César Rincón toreó por Rincón… y también por Antoñete. La distancia. Dos fuerzas separadas, dos pretensiones distintas. Una, la de matar al torero; otra, la de torear al toro. El toreo es una geometría dramática. Dos identidades contrarias que se unen cuando más se atacan. Y de esa unión, la del toro que ataca y que inspira al torero, está hecho el arte de torear. Así loentendía Antoñete y así lo entiende Rincón. Distinta expresión artística y un mismo concepto: El toreo tiene su física y su “química”. Dos toreros tienen la misma idea y la expresan distinto. Uno con elegancia, el otro con gallardía. La faena de Rincón -¿estaba retirado este torero?- fue, en lo taurómaco, el más cabal homenaje a Antoñete. Lo separado se une, lo distante se acopla. Y la muerte pacta con el arte. El toreo es una geometría con alma. Y al maestro colombiano, que toreó con el alma por su padrino de alternativa, Antonio Chenel “Antoñete”, le concedieron las dos orejas. Así tenía que ser.

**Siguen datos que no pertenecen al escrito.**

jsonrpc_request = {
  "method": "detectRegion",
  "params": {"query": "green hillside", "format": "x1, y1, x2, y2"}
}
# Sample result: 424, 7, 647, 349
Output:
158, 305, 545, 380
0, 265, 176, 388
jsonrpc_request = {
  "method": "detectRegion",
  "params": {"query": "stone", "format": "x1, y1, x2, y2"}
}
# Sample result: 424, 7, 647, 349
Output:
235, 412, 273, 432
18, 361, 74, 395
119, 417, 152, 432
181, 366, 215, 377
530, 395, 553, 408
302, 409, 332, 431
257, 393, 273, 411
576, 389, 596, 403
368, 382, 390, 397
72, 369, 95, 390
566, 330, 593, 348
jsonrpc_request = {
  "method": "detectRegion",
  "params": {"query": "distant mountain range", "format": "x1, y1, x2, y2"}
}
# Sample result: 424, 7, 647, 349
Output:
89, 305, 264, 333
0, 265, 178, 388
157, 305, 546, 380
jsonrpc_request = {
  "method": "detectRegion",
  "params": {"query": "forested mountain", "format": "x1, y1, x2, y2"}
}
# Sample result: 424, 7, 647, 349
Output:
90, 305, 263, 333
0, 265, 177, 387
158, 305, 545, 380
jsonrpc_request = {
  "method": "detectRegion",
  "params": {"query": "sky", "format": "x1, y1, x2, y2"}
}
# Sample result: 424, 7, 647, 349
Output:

La mañana estuvo llena de emociones. Con Curro Vázquez -¿quién ha toreado mejor que Curro Vázquez?- triunfó la razón taurina sobre la sinrazón humana. Solo frente al toro, espigado como un chaval, pero con 74 años encima y una muleta en la mano. ¿Cómo se explica ese desprecio al instinto de conservación? La amistad, la verdadera amistad entreCurro y Antoñete. Había que estar ahí. El toreo es un oficio de tíos. De artistas que comprometen la vida con su arte. De locos que dan su vida por un buen pase. Y Curro se puso de verdad, y hasta hubo dos muletazos que me recordaron a Curro Vázquez. Cortó dos orejas. Faltaría más.
Me demudó ver a Frascuelo viejo y cojo. Y quedarse quieto. Y esbozar el trazo elegante y hondo que tenía. Y no digo más. El toreo es oficio de héroe. Está dicho todo.

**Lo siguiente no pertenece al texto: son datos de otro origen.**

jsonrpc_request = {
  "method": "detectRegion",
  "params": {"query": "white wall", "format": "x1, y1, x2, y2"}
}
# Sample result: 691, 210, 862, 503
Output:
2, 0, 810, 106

¿Y qué decir de Olga Casado? ¿Qué hacía allí, entre tanto loco borracho de sueños y de nostalgia, aquella mujercita bellísima que nunca vio torear a Antoñete? Pues torear con una ingenuidad angelical, muy buen trazo y al final de la faena, buen toreo, el de verdad. En el fondo tenía sentido su presencia. Si algo le gustó a Antoñete tanto como el toreo era la mujer. De modo que una mujer torera cerró la mañana en que Madrid homenajeó al torero del mechón blanco. Además, cortó dos orejas.
Pero de Morante no hablo. Morante es capítulo aparte.